Dejé que durante unos instante alzase las manos buscándome para después asaltarle por la espalda y le fui recorriendo, vértebra a vértebra. Mi lengua desembarcaba en el cuello mientras su cuerpo se erizaba.
– Vuelve a encontrarme – le dije separándome de nuevo mientras esbozaba una sonrisa.

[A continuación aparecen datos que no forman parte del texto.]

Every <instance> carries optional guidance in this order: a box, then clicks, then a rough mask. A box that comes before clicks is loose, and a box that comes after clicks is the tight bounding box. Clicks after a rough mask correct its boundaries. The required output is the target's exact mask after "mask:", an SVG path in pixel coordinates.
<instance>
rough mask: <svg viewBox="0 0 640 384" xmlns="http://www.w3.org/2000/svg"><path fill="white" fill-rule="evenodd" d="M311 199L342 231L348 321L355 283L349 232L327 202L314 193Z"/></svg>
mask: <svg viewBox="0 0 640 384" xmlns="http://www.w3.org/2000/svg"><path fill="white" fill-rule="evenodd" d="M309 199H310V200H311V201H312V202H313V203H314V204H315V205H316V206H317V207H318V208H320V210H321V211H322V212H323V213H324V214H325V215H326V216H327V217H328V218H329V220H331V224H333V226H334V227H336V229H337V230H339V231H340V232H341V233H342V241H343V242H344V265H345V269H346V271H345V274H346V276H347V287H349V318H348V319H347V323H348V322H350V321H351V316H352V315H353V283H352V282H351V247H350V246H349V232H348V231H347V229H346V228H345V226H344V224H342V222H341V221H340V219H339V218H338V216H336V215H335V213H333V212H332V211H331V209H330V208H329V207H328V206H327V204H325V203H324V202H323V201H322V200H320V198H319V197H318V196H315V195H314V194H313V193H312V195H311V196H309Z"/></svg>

Me movía con una quietud camaleónica mientras me divertía observar cómo, sin poder verme ni escucharme, a modo de una brújula apuntando al norte magnético, iba girando su cabeza hacia mí. Me moví entonces hacia la izquierda y, como el último vagón que inevitablemente lleva la inercia y la senda marcada por el primero, su cuerpo se inclinaba hacia el mío.
Probé a separarme de la camilla sin perderle de vista, caminando marcha atrás hacia el pasillo. Entonces se puso en pie y, guiado por su intuición, se dirigió hacia mí mientras yo seguía caminando de espaldas a tientas.
Me alcanzó en mitad del pasillo. Dejó caer al suelo su venda junto a toda mesura y secuestró mi cuello cogiéndome en brazos de una manera orgánicamente animal.
Empezó a besarme como si el mismo fuego y y el mismo tiempo se fueran a ahogar mañana y quisiera condensar ambos en un solo instante en el que yo caía en picado por un vacío lleno de vértigo donde no se palpaba el fin.
Me sujetó con fuerza mientras mis piernas, mi alma y el resto de mi cuerpo se convertían en un solo canal y entre momentos rítmicos y unas ganas resurgidas de las raíces más salvajes y remotas, perdí la cabeza entre tanta hiperventilación.
Él dejó caer sus esquemas y yo le dejé atravesar mi vida misma, desmontando mi nombre, revistiendo aquella tarde de playa, rebautizando la santa amistad que nos unía y separaba. Amistad que seguiríamos pervirtiendo unos cuantos meses más.